The court took into account the principles to be applied in a case of criminal negligence as set out by the Apex Court in Kusum Sharma & Ors. v. Batra Hospital and Medical Research Centre & Ors., (2010) 3 SCC 480, and held that no criminal liability appears to be made out against the Appellants.

It was stated that "for fixing criminal liability on a doctor or a surgeon, the standard of negligence required to be proved should be so high as can be described as "gross negligence" or "recklessness". Merely, lack of necessary care, attention or skill or mere inadequacy of some degree or want of adequate care and caution would not suffice to hold him criminally liable". Reliance was placed on Dr. Suresh Gupta v.
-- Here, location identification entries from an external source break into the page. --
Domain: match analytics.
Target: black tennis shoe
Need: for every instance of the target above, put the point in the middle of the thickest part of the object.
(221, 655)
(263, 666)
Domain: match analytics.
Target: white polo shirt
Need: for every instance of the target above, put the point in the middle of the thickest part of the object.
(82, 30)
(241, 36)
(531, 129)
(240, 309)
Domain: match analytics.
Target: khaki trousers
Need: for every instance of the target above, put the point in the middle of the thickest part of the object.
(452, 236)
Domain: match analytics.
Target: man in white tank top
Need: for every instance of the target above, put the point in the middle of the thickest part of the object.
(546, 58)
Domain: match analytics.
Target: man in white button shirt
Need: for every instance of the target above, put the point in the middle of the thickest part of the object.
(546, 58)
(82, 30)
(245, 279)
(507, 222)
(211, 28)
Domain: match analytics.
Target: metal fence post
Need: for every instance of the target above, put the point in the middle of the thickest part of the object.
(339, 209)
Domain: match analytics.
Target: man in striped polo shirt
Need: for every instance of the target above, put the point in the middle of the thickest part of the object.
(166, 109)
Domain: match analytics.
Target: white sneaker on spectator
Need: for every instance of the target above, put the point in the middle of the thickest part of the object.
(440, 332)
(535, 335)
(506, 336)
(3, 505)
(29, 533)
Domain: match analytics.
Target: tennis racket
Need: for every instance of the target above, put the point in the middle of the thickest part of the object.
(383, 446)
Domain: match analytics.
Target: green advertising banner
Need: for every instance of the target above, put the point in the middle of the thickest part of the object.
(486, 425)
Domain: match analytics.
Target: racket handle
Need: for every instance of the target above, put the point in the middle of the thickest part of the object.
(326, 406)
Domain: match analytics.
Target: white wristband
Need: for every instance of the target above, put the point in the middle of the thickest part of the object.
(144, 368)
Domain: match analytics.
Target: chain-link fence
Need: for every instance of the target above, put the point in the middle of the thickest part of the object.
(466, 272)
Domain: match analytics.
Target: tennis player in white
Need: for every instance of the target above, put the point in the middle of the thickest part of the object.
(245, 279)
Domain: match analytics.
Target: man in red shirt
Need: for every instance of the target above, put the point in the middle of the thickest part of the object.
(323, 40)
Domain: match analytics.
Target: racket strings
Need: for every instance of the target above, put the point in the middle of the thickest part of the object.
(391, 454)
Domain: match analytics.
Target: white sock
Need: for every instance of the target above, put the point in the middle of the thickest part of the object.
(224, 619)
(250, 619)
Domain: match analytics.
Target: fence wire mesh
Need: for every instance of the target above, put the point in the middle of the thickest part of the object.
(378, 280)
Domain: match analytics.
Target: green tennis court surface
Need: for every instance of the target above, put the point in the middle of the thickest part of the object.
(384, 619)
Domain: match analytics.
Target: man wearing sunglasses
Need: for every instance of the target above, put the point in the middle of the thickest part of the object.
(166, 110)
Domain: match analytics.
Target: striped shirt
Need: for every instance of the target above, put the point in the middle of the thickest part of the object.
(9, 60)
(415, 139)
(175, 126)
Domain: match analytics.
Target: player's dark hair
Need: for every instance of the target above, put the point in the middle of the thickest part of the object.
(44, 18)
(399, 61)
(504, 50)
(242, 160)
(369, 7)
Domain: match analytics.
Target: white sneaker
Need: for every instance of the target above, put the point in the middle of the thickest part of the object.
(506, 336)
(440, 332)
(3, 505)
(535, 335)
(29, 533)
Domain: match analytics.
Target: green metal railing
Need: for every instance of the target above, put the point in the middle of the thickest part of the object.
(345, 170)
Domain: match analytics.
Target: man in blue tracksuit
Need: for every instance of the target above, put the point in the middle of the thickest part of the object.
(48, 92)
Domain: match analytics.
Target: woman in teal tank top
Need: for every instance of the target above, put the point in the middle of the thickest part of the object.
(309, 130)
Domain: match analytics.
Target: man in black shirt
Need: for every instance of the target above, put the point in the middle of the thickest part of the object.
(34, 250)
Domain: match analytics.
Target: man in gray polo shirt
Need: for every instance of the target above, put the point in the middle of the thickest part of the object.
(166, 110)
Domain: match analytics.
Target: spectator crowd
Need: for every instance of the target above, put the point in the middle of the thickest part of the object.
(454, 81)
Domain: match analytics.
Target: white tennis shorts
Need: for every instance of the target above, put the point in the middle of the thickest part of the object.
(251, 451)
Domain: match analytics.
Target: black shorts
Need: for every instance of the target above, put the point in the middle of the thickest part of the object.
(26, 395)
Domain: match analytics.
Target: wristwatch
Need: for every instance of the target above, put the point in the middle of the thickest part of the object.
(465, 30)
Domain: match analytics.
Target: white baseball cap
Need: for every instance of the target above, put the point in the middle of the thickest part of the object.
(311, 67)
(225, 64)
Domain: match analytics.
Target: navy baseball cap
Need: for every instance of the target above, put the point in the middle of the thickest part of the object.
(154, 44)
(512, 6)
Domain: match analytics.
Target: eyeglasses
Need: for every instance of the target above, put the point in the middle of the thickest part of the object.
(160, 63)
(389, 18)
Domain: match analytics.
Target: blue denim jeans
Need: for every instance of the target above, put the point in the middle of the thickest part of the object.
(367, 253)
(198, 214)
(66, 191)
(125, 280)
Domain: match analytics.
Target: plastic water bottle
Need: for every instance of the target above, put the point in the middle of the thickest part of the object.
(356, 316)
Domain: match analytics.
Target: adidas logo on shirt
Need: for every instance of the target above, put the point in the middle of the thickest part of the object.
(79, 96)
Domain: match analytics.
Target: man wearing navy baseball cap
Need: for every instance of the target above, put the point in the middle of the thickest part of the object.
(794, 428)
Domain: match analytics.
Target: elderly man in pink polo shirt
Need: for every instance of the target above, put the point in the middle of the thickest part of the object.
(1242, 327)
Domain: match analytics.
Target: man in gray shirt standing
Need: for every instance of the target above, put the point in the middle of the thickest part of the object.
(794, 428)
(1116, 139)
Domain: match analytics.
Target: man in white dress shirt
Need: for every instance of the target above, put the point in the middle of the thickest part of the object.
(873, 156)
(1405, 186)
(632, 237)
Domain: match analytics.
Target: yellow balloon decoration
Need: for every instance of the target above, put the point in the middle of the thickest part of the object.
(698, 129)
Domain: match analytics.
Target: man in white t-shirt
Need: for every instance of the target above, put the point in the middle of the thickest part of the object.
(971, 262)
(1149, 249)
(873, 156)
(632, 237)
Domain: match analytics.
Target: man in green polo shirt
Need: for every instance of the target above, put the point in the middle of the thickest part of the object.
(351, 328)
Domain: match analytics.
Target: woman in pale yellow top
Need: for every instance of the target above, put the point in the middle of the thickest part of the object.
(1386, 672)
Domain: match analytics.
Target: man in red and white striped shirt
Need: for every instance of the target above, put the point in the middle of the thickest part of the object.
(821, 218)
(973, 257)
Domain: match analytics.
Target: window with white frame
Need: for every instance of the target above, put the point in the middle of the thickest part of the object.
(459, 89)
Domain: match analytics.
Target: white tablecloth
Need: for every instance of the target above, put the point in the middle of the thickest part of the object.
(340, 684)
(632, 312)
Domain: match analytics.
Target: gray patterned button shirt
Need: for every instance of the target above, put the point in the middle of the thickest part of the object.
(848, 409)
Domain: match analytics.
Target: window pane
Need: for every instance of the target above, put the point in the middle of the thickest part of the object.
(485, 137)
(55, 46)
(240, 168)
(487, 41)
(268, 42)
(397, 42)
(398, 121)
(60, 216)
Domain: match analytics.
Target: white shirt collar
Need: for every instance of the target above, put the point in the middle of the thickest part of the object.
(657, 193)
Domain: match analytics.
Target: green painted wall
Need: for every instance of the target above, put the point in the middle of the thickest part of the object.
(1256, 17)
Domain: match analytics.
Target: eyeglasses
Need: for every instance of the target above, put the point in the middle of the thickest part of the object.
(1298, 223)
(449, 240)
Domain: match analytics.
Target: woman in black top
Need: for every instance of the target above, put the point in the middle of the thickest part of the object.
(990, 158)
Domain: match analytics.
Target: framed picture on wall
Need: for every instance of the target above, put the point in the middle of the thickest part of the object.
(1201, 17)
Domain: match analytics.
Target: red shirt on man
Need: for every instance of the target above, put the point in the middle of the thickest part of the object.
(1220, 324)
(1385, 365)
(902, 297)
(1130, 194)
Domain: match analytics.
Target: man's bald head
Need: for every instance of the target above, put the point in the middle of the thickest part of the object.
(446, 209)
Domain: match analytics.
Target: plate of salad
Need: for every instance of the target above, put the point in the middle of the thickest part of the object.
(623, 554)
Govt. of NCT of Delhi and Anr., (2004) 6 SCC 422, to state that a layman's opinion, that death was a result of gross negligence, could not be not strong enough to hold the Appellants criminally liable.

"There is no doubt that when a patient agrees to undergo medical treatment or surgical operation, every careless act of the medical man cannot be termed as "criminal". It can be termed "criminal" only when the medical man exhibits a gross lack of competence or inaction and wanton indifference to his patient's safety and which is found to have arisen from gross ignorance or gross negligence. Where a patient's death results merely from error of judgment or an accident, no criminal liability should be attached to it. Mere inadvertence or some degree of want of adequate care and caution might create civil liability but would not suffice to hold him criminally liable", it was lastly stated.